Может, она боится за меня? За того, кто выбрал этот путь? Но в этом нет ничего страшного, не так ли? Я не могу позволить своим родителям вмешиваться в мой выбор. Я — Роршах. Это имя для всех, кто не понимает, как выглядит настоящая правда. Я вижу чудовищ, они везде, и я обязан сражаться с ними. Но чем больше я думаю о её словах, тем более они кажутся прогрессивными, как бы я ни хотел отвергнуть их.
-Конечно, боится, придурок...
Мне было не узнать собственный голос. Хриплый, надломленный, но не ранами или усталостью, а собственной судьбой.
Каждая крошка разума, что я бережно собирал, рушится под натиском этих мыслей. Опасность в реальности, в том, что я делаю. Она существует. Эта жизнь может действительно не довести меня до добра. Я постоянно на краю, и это знание, словно тень, следует за мной. Но... что-то не так. Я не могу позволить этому осуждению меня сломить.
Я смотрю на последние следы семьи, растворяющиеся в пыли, и ловлю себя на мысли, что, возможно, я сам принёс им эту тьму. Может, именно я — тот, кто запустил этот цикл разрушений?
Но нет, я не мог быть ответственным. Я выбрал стоять на страже, на линии фронта против злодейства. Если я сверну, кто тогда станет на защиту? Старк? Роджерс? Или может Ксавье? Каждый из них делает это пристрастно. Каждый всегда становится перед выбором, где на одной грани их совесть и убеждения, а на другой людские жизни.
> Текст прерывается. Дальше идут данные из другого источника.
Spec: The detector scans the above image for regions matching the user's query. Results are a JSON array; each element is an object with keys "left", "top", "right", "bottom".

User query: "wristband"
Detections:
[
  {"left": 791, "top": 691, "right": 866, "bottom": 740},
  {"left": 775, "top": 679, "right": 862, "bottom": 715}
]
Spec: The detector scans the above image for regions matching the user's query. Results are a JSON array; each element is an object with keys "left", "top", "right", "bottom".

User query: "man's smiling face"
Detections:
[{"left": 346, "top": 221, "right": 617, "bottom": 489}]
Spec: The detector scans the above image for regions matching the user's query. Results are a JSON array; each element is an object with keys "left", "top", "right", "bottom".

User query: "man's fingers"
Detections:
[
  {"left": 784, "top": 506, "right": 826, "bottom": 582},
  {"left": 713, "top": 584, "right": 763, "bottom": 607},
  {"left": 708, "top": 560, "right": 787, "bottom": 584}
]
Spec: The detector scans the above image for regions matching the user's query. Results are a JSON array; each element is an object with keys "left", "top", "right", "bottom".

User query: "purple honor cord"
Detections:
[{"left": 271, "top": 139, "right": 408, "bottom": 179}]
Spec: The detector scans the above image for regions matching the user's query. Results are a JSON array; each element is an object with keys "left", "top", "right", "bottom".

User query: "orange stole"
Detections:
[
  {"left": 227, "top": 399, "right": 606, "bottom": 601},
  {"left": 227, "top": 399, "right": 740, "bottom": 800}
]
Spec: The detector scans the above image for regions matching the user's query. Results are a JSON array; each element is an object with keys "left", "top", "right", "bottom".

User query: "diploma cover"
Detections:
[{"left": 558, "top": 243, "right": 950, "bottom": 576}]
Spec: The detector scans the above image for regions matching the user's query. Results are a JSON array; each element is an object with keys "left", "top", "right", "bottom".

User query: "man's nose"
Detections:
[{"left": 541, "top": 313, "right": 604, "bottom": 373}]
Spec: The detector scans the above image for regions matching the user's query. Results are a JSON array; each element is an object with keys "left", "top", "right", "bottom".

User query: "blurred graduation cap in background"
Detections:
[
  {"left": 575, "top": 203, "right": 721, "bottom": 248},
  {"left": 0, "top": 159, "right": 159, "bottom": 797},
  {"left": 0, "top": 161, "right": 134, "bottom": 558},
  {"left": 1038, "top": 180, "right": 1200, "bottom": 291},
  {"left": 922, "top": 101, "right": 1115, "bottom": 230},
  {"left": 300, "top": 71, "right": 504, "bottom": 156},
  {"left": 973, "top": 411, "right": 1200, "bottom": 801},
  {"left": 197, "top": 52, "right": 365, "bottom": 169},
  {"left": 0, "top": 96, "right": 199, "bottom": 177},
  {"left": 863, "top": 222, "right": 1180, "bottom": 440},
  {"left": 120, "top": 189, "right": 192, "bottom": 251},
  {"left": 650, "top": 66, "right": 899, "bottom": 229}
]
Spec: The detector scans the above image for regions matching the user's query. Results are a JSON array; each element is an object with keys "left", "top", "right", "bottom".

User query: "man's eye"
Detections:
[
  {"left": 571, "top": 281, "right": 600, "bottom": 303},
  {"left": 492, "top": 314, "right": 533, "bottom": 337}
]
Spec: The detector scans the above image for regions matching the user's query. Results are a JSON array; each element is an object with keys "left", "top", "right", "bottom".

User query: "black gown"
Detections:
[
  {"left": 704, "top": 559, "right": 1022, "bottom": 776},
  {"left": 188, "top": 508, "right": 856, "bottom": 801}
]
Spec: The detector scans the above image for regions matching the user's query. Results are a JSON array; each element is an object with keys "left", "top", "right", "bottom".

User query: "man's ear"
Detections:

Они не смогут, по отдельности так точно... Но и вместе тоже... Мы все прекрасно видели, чем это закончилось.
«Нет... Они не смогут сделать то, что порой должно быть сделано».
Ещё есть Стивен Стрэндж, наверное единственный, готовый жертвовать всем ради спасения людей... Но в этом его главная проблема, он действует слишком радикально и если для спасения Вселенной ему потребуется смерть Земли...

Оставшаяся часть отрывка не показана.